There’s plenty of random paragraphs around here written with the expectation of a great result, with the firm purpose to be useful to somebody. But I don’t really give a shit about it. That’s absolutely not what I want.
I’ve found myself here, on this platform, for the very simple need of giving a louder voice to my thoughts and points of view without any positive expectations. I thought it would be helpful for me and that poor little brain of mine which is constantly flooded by multiple waves of belives and random fantasies that will never take position in life.
It’s like I’m stuck in a dimension that makes everything more difficult and unbearable. My senses seem rusted and litteraly obfuscated by thick clouds of embarassement.
And I find myself repeating “Idontcare” hoping that the weight of selfconsciousness on my shoulders gets lighter. Even just a little, but at least lighter than before.
Throught these passed years I’ve been struggling with fear, hatred, anger and depression because of my stupid attitude of listening to what “people” say. I’ve lost a dignity, I’ve lost trust and love. I’ve fought hard wars and won though victories. I felt lonely and then super-surrounded by bad thoughts and old superstitions. I’ve cried and laughed more than I would expect. I’ve lost pounds, physically and mentally speaking.

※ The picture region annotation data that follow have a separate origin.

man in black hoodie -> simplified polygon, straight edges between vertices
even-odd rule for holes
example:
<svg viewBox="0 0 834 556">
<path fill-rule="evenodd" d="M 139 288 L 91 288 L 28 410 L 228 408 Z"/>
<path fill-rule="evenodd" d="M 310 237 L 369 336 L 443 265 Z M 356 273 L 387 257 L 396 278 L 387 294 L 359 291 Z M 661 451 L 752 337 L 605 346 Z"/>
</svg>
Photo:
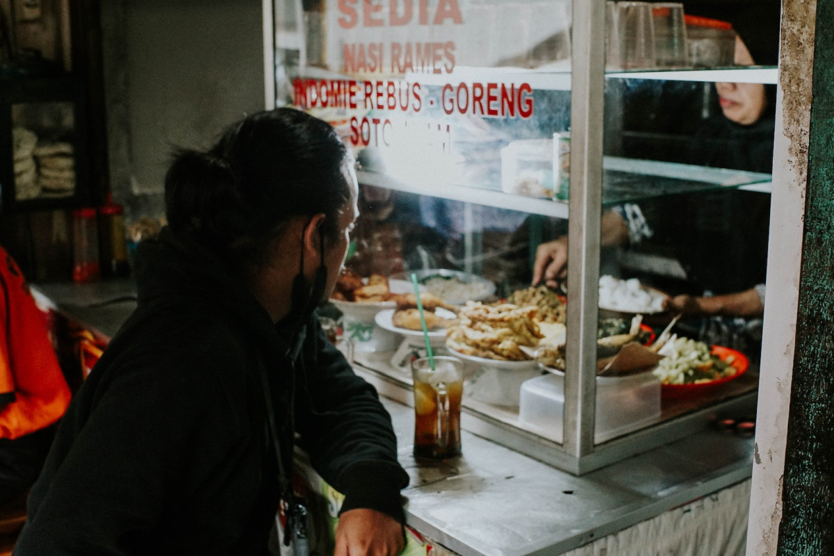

And above all, I’ve lived. Truly, deeply and freely I did. I still do and still I’ll keep on doing.
In the meantime, between university, job issues, my dogs’ saliva, mum’s needs of attention, random errands that pop out when you don’t really expect them, love and unusual lack of solitude, I find myself taking pictures and writing down random notes that help fix my moments in mind.
That’s the actual core of the page.
Since I’m weird and basically volatile, I feel that taking picture can help me fix things in time and it keeps my feet on the ground. Essentially it helps me feel less weird and it basically cuts the wings of my unlimited fantasy.
Well, that’s it for now. That’s me and that’s what you might find here.